“Avatar: The Way of Water” Review


“Avatar: The Way of Water” Rating: 3.5/5

After 13 years, the highest grossing movie of all time gets a long-awaited sequel!

“The Way of Water” picks up after the first film, where Jake Sully is now living full-time in his Avatar body. He and Neytiri have created a family and are living as the leaders of the Na’vi. But when a foe from the past resurrects, Jake must take his family into a new environment and prepare for the battle that lies ahead.


The original “Avatar” broke ground with its visual effects. To put it simply, “The Way of Water” continues this feat with special effects that are quite literally unbelievable. The amount of detail that went into the world building was very impressive. James Cameron has clearly spent these years creating new avenues to explore Pandora in the most immersive way possible.

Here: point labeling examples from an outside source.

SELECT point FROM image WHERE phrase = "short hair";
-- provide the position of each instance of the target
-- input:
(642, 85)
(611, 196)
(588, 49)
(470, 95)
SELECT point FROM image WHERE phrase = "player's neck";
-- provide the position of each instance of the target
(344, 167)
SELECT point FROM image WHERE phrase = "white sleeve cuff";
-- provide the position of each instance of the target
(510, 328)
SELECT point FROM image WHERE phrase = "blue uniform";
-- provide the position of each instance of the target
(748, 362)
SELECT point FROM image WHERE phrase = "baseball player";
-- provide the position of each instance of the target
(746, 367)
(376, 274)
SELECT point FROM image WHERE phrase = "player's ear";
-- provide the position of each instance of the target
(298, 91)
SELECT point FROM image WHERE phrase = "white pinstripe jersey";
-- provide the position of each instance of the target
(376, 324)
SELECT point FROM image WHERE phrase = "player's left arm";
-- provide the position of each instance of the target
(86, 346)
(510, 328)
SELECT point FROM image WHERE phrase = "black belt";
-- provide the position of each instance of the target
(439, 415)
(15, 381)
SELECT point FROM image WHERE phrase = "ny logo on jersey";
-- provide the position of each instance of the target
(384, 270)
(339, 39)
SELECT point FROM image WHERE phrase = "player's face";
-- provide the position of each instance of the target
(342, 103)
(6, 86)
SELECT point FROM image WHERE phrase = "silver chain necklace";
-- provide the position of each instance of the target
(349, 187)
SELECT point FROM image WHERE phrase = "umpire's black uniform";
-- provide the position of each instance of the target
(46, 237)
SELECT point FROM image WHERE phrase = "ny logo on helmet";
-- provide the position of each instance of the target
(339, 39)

The film is true escapism and does a phenomenal job at transporting the audience into this new world within Pandora. The underwater sequences were just stunning. The 3D especially helped this experience. I felt like I could reach out and touch certain pieces of the screen as the events were happening.

The characters are another piece to highlight. A complaint I had about the original was the lack of interesting character progression. They were all distant on a relational level and felt a bit thinly sketched. Here, I felt a more humanistic approach because of the introduction of the children. This added another layer to Jake and Neytiri, as they are forced to examine themselves in a different light and make decisions that will impact the future of their family. This was a nice touch and a welcome change to the direction of their characters.

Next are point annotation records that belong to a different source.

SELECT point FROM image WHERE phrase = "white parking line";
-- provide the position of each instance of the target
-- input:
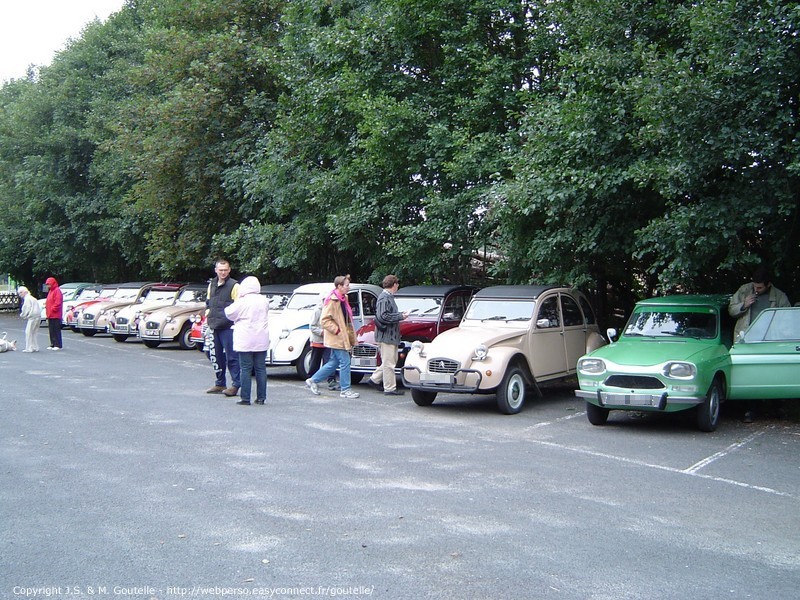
(692, 471)
(721, 454)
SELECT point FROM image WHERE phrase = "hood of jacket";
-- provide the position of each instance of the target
(249, 285)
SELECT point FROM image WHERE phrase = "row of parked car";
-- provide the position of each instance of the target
(675, 353)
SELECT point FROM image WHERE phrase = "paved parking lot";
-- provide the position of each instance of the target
(120, 477)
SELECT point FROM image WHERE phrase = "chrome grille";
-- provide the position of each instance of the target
(634, 382)
(442, 365)
(365, 351)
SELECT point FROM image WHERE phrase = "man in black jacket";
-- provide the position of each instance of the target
(222, 291)
(387, 334)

The standout performance was Stephen Lang, who returns as the villainous Quaritch. He was far more interesting in this story. Since he was resurrected as an Avatar, he is forced to reexamine himself to adapt to the ways of his enemy. This makes him a more formidable foe and sets up a very fascinating future for his character. The final act is also jam packed with action, emotion and heart. It left me feeling fulfilled while being curious about what happens next.


While “The Way of Water” was a step in the right direction, there are certain elements that it borrows from the original which hinder it from being truly great. I still feel like character development and a centralized story take a back seat to visual spectacle.

While the visuals are groundbreaking, a story has many elements needing care and craft. There are still aspects of this overarching story that don’t come together, continuing to tease audiences with the “you don’t see the big picture yet” idea. If each film in this franchise feels incomplete and just a teases a sequel, I could see movie goers who are casual fans getting worn out.

Some dialogue was spotty as well, especially with the kids. At 3 hours and 12 minutes, the runtime is something to consider. Especially if you have a weak bladder…plan accordingly! The film is clearly structured into three acts: the intro, the water sequences and the final battle. Each feel very distinct, almost as if they could be their own movies. This creates a clunky pace and feels a bit strange in execution.

Sigourney Weaver also returns but in a different role (as a teenager). It was easy to tell that the voice wasn’t fitting the body and it created a strange way about her character.

But the biggest issue I have with the film is the longevity. “The Way of Water” is meant to be seen on the biggest, loudest screen available. I believe the film won’t age as well without these large-scale effects. Cameron’s classics like “Terminator 2” and “Aliens” will stand the test of time on any screen size…and I don’t believe “Avatar” will.

This long-awaited sequel likely won’t convert those who disliked the first, but it will elevate the energy and worldbuilding fans of the original were drawn to.

Me? I’m somewhere in the middle. I enjoyed my return to Pandora but still believe there are improvements to be made. This is a full-scale blockbuster done by the best of the best in James Cameron. It’s immersive, creative and a bit hollow at times.

Get out and see it in IMAX 3D for the best experience!